Is the right approach? And how do I proceed?

Answer 1

I would approach this as follows.

The period of $\cos(x)$ is $2\pi$, everywhere. At a particular $x_0$, what $a$ must you add to $x_0$ so that $\ln(x_0+a)$ is $2\pi$ greater than $\ln(x_0)$? In other words, solve for $a$ in

$$\ln(x_0)+2\pi=\ln(x_0+a)$$

The solution is

$$a=\left(e^{2\pi}-1\right)x_0$$

---

It would also make sense to me to go backwards and solve $$\ln(x_0)-2\pi=\ln(x_0-a)$$ where the solution is $$a=\left(1-e^{-2\pi}\right)x_0$$

You could take the two solutions and average them somehow.

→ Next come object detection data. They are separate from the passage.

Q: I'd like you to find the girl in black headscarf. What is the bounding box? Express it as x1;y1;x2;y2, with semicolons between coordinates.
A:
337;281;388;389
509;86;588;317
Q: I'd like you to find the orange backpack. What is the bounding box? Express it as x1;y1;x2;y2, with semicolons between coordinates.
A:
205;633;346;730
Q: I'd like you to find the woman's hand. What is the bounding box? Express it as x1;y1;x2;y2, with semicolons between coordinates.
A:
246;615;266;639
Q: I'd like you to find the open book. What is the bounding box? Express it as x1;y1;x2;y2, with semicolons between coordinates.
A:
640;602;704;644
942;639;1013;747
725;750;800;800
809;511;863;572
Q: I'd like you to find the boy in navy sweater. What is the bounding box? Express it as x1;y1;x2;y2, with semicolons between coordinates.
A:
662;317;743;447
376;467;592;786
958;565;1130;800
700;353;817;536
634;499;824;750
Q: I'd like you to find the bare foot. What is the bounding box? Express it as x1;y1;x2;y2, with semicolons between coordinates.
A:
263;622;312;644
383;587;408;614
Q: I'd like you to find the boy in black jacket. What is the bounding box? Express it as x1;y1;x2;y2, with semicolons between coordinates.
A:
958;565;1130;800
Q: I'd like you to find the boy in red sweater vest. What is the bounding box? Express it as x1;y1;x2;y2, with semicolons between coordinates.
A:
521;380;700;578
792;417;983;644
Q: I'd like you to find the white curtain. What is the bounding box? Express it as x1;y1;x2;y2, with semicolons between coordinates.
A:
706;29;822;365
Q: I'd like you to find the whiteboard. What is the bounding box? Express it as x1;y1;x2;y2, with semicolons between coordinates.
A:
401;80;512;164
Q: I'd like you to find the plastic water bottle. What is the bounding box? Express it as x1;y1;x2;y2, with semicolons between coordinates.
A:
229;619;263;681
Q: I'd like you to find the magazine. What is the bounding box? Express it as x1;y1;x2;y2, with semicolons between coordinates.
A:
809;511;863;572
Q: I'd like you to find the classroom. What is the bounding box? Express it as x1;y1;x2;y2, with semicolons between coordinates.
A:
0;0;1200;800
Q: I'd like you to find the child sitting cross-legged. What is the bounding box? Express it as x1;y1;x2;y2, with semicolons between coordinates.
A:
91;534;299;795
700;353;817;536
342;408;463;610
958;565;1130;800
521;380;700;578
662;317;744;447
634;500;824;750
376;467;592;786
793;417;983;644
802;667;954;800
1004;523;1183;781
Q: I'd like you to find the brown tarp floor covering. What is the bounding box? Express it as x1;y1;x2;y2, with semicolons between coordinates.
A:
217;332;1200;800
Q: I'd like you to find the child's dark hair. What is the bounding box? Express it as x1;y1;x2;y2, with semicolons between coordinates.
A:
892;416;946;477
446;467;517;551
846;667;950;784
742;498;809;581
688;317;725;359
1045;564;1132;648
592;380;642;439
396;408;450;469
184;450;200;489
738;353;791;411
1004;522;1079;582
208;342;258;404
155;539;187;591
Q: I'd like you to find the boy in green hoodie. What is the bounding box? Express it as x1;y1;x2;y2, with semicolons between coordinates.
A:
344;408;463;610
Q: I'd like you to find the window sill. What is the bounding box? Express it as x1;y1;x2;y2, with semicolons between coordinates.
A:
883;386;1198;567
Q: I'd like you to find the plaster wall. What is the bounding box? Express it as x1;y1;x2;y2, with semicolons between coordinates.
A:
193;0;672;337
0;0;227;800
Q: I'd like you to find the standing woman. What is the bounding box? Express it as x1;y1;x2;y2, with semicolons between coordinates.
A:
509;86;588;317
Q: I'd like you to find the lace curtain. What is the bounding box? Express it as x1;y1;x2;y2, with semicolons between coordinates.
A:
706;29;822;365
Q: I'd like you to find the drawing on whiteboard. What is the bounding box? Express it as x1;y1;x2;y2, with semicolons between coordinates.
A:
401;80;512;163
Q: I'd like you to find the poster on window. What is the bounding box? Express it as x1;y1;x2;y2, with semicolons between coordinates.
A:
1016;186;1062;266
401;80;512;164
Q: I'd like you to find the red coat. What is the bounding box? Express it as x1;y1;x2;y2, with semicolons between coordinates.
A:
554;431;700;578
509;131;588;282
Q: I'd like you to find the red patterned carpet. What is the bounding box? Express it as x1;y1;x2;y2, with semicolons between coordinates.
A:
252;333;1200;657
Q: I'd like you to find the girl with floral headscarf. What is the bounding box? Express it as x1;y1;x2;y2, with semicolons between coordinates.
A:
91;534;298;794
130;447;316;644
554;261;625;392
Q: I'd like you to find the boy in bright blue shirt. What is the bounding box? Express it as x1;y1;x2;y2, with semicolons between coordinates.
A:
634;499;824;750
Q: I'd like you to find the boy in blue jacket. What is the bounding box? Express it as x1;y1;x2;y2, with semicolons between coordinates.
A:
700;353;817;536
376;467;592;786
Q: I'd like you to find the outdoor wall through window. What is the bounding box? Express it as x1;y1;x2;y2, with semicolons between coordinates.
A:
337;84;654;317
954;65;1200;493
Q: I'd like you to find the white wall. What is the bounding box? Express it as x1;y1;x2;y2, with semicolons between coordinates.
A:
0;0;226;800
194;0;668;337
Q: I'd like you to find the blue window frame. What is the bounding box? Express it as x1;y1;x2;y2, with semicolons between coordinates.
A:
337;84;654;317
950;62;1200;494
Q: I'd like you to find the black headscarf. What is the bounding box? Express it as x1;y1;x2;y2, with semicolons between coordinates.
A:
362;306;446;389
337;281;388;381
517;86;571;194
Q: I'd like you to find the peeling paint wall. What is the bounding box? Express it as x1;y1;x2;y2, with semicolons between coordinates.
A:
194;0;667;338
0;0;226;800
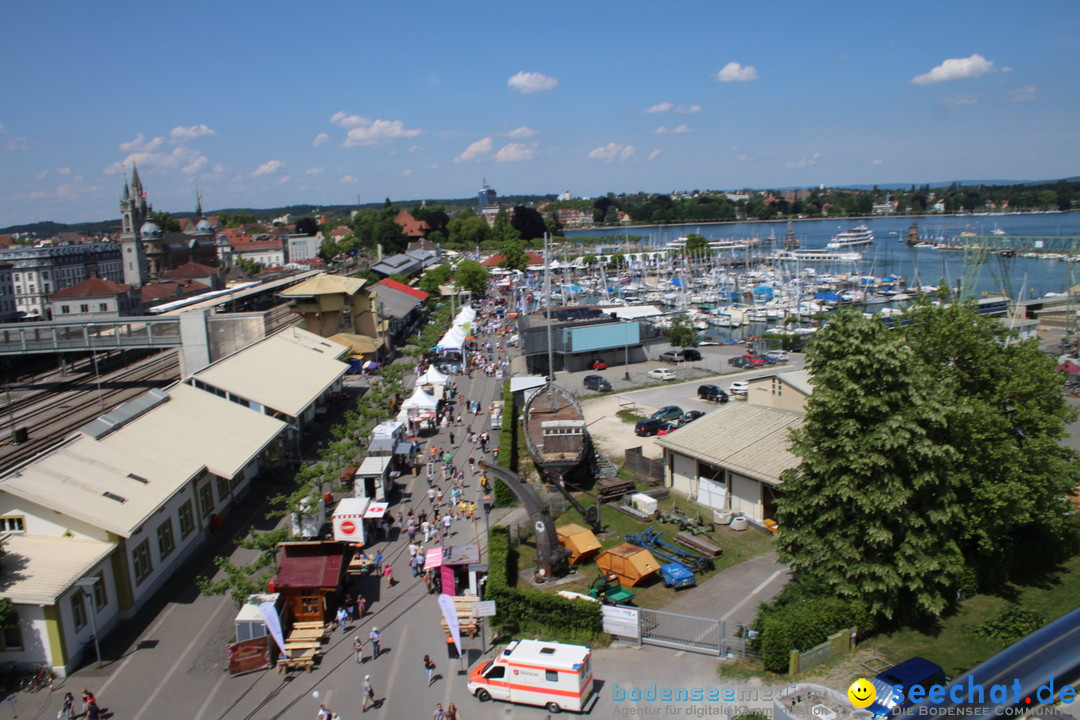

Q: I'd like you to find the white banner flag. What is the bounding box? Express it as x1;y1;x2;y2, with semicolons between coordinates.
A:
438;593;461;657
259;602;285;652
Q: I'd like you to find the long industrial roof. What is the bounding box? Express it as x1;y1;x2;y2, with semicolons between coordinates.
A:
656;402;802;485
192;327;349;418
0;384;285;538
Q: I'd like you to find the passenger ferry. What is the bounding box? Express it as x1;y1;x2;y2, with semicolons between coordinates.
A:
826;225;874;249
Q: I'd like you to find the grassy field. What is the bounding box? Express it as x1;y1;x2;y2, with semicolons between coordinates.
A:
507;486;775;609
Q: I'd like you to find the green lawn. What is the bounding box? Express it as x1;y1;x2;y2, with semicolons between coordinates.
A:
518;485;775;609
866;556;1080;677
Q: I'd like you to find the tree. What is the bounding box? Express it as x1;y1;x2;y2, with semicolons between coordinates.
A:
296;217;319;237
454;260;488;295
149;210;180;232
778;310;963;621
686;232;708;255
667;313;698;348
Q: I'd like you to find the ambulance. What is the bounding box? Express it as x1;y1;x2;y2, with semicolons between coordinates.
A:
468;640;596;712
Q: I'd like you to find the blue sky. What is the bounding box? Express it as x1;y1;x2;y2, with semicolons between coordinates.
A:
0;0;1080;227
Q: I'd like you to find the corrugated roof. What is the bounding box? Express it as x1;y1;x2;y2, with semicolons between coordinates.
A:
0;385;285;538
192;327;349;418
656;403;802;485
280;272;367;298
0;534;117;606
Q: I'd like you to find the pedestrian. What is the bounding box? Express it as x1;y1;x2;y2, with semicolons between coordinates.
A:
423;655;435;688
360;675;375;712
365;627;382;660
352;635;364;665
59;693;75;720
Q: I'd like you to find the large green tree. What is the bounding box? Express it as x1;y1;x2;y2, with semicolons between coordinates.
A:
778;310;963;621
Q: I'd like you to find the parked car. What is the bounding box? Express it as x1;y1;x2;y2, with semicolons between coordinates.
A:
634;418;669;437
657;422;679;436
584;375;611;393
698;385;728;403
866;657;946;720
652;405;683;420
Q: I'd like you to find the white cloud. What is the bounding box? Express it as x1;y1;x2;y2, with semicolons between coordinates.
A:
910;53;994;85
939;94;980;108
589;142;634;163
168;124;217;142
1005;85;1039;103
495;142;537;163
784;152;821;168
652;123;693;135
713;62;757;82
454;137;491;163
252;160;285;177
507;125;537;140
507;71;558;94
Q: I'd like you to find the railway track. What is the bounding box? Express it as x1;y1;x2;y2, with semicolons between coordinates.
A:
0;350;180;473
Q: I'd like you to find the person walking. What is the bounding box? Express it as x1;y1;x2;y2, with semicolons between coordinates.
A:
423;655;435;688
360;675;375;712
365;627;382;660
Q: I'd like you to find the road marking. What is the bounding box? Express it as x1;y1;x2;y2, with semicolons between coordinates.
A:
132;598;225;720
720;568;787;621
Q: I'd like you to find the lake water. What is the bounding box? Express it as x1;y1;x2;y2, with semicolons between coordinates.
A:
566;213;1080;299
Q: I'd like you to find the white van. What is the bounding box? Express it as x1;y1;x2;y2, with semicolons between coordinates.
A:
468;640;595;712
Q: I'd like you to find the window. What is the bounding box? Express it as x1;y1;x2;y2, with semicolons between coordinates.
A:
132;539;153;585
0;612;23;650
179;500;195;540
158;518;176;560
0;515;26;532
199;483;214;517
217;477;229;500
94;570;109;610
71;587;86;633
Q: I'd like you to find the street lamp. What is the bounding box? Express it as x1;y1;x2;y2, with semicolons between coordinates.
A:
75;578;102;668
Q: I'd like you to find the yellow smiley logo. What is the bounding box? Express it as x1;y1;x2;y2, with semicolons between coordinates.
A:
848;678;877;707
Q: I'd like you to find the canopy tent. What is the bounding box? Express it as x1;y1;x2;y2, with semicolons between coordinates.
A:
416;365;450;386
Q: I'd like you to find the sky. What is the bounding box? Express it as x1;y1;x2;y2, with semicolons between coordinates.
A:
0;0;1080;227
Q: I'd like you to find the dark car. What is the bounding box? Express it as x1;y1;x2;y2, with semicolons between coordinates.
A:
698;385;729;403
652;405;683;420
584;375;611;393
634;418;670;437
678;410;705;427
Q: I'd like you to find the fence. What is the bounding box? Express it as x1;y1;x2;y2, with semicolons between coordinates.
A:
624;446;666;485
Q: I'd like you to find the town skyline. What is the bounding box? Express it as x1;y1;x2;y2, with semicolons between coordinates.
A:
0;0;1080;227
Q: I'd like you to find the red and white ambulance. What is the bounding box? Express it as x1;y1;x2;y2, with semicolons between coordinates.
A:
468;640;595;712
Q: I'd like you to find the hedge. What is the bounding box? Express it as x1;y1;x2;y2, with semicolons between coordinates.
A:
485;526;604;644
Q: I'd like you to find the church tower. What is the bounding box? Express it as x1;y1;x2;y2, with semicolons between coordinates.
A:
120;167;150;287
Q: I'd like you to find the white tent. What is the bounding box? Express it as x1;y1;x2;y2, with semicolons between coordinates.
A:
416;365;450;386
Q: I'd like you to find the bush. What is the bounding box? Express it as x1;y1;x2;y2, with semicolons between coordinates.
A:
485;526;604;644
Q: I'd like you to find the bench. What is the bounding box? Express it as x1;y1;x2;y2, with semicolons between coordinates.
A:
675;532;724;558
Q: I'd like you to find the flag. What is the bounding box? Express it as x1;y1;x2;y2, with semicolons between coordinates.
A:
438;593;461;656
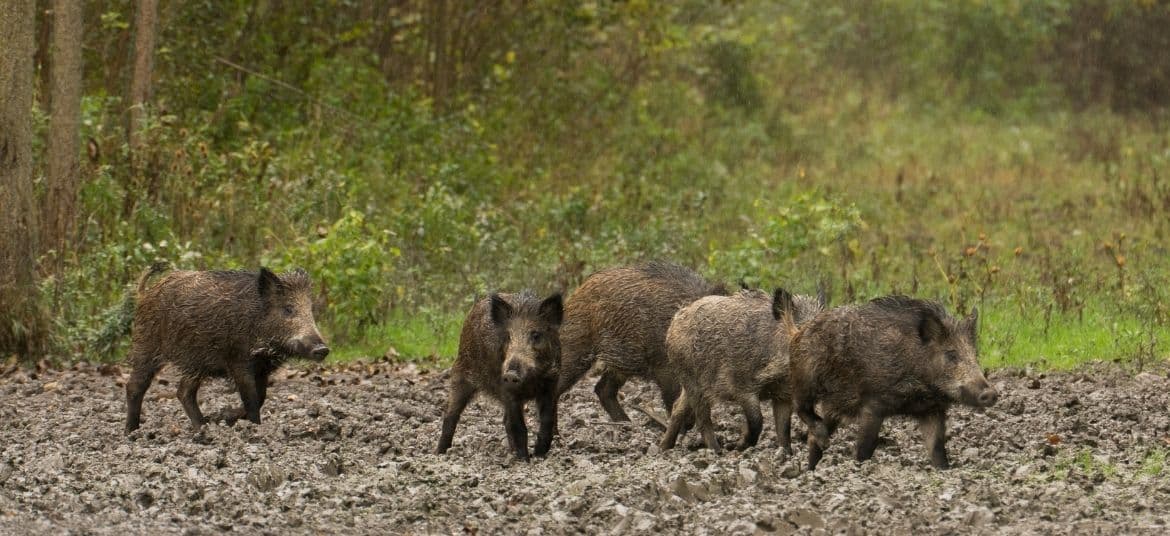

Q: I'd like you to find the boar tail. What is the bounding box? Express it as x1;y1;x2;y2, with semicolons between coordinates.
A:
137;261;171;294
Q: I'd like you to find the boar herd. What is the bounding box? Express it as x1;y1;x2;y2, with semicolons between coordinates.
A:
126;262;998;469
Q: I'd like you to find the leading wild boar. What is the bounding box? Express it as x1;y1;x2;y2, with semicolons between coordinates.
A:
126;263;329;433
789;296;999;469
436;291;564;460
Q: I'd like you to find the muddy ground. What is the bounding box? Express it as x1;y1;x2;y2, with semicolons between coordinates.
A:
0;364;1170;534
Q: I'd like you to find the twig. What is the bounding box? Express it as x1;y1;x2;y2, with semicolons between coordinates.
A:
215;56;370;125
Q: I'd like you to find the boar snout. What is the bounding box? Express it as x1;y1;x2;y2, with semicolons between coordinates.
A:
963;380;999;407
503;360;524;386
978;385;999;406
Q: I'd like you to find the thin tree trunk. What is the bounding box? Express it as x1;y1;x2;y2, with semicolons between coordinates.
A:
41;0;82;266
33;0;53;110
0;0;48;360
427;0;450;110
126;0;158;165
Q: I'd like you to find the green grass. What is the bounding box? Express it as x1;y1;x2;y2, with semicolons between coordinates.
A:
330;310;463;367
980;305;1170;370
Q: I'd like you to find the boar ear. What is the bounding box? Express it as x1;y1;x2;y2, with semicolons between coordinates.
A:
256;267;281;297
772;287;796;319
963;307;979;342
489;294;512;325
537;293;565;325
918;309;947;344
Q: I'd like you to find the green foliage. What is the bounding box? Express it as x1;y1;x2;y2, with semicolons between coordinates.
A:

It might make sense to take their geometric mean:

$$a=\left(e^{\pi}-e^{-\pi}\right)x_0$$

Answer 2

$\cos x = \cos y\iff y = \pm x + 2k \pi$ for some integer $k$

$\log w = \log u \iff w = u$ so

$\cos (\log x) = \cos (\log y) \iff \log x = \pm \log y + 2k \pi $

$\iff \log x \mp \log y = 2k\pi\iff \log (\begin{cases}xy\\\frac xy\end{cases}) = 2k\pi$

And if there were a period, $p > 0$, so that $\cos (\log (x + p))=\cos (\log x)$ for all $x$ we would have that for every $x$ that either $\log (x(x+p))$ or $\log \frac x{x+p} = 2k\pi$.

But $\log(x(x+p))$ and $\log\frac x{x+p}$ are both continuous and not constant they can't be restricted to only multiples of $2\pi$, $\cos (\log x)$ is not periodic.